Just keep on being you, sounds like you are doing the best job ever at the moment and your friend is a very lucky person.
xxx
Day 161
Thanks Rainbow 🙂
I been feeling fed up this weekend not sure why. Even a trip to the gym didn't lift my spirits. It was a struggle to run and ive put on weight. I went into the city to buy a few bits and it was so crowded that I just couldn't be arsed. I started feeling like I wanted to gamble if truth be known so I came home.
One piece of good news is that one of the gambling hell holes I use to frequent has now closed down.. excellent!
Anyway that's me still on the straight and narrow. Thanks for listening... S.A 🙂
I'd like to think the hell hole closed down as a direct consequence of not receiving any of your hard earned cash. Have a good Sunday 🙂
Day 162
Thanks Betterfuture 🙂
Well another day passing gambling free. Its been quite a stressful working day but iv'e coped. Ive certainly coped better than if I was gambling my nuts off to boot.

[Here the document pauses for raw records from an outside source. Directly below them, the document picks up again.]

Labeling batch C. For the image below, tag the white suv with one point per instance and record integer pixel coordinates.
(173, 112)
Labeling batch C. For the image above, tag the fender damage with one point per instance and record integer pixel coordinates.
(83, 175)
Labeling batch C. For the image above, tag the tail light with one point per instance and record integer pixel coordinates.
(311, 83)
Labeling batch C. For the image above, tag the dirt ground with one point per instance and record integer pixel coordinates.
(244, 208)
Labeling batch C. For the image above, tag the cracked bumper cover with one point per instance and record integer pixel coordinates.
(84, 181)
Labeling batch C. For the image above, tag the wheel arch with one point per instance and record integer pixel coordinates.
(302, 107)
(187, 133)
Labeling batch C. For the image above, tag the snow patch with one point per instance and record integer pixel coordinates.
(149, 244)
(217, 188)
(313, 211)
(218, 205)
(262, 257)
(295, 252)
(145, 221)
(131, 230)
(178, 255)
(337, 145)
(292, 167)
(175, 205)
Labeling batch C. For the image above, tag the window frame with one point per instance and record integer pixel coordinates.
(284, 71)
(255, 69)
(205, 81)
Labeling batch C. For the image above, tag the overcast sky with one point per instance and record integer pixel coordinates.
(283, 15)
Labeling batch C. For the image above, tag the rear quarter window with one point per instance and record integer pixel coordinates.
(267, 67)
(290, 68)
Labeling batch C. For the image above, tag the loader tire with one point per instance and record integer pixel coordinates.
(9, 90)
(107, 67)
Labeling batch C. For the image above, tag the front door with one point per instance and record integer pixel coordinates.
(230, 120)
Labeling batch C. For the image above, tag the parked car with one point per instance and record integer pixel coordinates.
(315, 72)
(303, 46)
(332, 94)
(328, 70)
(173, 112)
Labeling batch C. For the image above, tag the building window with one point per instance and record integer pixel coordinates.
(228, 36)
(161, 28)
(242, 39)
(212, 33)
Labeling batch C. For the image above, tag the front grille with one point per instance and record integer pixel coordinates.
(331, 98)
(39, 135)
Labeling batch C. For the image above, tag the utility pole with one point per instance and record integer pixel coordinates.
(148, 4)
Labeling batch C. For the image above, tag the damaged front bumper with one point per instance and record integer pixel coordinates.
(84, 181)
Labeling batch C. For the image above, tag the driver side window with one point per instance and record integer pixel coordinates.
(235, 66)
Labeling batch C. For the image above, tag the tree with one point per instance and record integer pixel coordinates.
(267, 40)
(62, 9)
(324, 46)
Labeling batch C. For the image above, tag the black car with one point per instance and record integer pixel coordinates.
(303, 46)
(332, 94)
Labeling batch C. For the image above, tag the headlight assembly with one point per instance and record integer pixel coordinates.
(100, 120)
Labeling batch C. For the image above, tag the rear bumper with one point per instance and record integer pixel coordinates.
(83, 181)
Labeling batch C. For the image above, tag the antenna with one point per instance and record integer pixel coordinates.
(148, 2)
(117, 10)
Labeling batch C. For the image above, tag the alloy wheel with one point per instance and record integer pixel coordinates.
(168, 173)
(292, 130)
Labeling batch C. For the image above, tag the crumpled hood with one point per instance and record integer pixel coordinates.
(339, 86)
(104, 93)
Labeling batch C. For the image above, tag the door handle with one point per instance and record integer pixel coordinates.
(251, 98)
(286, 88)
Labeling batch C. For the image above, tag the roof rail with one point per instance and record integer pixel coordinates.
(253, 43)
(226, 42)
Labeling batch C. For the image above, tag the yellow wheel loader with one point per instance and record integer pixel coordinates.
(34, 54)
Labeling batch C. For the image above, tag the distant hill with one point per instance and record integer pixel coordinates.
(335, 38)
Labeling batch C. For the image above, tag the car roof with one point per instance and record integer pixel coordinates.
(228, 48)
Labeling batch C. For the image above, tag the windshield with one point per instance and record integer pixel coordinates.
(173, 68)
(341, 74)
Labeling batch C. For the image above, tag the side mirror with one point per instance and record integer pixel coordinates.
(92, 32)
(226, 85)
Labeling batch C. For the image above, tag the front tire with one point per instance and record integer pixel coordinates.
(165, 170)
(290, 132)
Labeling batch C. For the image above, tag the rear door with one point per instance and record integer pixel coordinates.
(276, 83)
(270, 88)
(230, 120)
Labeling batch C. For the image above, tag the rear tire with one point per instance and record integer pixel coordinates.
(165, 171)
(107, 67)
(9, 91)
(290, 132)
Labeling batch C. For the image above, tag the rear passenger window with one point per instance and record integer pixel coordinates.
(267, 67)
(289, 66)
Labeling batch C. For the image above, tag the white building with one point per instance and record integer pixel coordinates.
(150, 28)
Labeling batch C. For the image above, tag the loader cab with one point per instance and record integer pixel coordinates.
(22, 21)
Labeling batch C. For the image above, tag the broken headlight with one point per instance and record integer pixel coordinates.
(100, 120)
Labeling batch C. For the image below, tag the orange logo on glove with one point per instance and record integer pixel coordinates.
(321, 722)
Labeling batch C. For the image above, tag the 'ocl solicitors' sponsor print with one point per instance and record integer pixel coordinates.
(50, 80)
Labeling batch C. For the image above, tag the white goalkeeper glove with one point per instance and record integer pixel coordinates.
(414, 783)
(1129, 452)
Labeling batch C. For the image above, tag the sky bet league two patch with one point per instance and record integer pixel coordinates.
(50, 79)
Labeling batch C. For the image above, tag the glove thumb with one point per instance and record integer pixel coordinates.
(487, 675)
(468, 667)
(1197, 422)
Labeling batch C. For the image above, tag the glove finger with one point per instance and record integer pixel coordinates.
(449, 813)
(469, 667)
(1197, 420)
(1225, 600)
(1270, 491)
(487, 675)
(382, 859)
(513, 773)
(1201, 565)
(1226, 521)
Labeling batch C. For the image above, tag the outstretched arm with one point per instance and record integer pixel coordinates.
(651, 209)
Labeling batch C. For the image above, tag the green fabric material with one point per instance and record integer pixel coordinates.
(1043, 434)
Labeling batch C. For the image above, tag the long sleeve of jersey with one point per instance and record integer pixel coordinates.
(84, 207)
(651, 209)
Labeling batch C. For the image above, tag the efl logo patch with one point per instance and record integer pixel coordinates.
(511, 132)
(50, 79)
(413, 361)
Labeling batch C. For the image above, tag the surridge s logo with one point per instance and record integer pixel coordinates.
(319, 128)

Its helped that I haven't been doing long runs the last few days. Am not so knackered and dehydrated. Ive got a spring in my step. Makes me think how physically draining marathon training is. Am looking forward to easing off the running after the marathon atleast for a while. Am tired of being tired all the time.
No gambling thoughts, but I am due for a f*** up... but its not going to happen this time. Thanks for listening... S.A 🙂
Hi S.A
Thanks for the support on my diary. I've had a wee read of yours and just reading about the training's knackered me!!
I understand about the ability to "cope"- its so much easier without the gambling cloud.
It sounds like you're doing great in your recovery- well done!
Irene
x
Day 163
Thanks Irene 🙂
As always a certain satisfaction that as pay day having arrived again I am able to pay all that I owe and be ahead of myself on the important things like rent and then still have more than 3p to last me until my next payday.
I am very responsible with money when I am NOT gambling. If I gamble it all goes to s**t so the only solution is to continue to NOT gamble, one day at a time.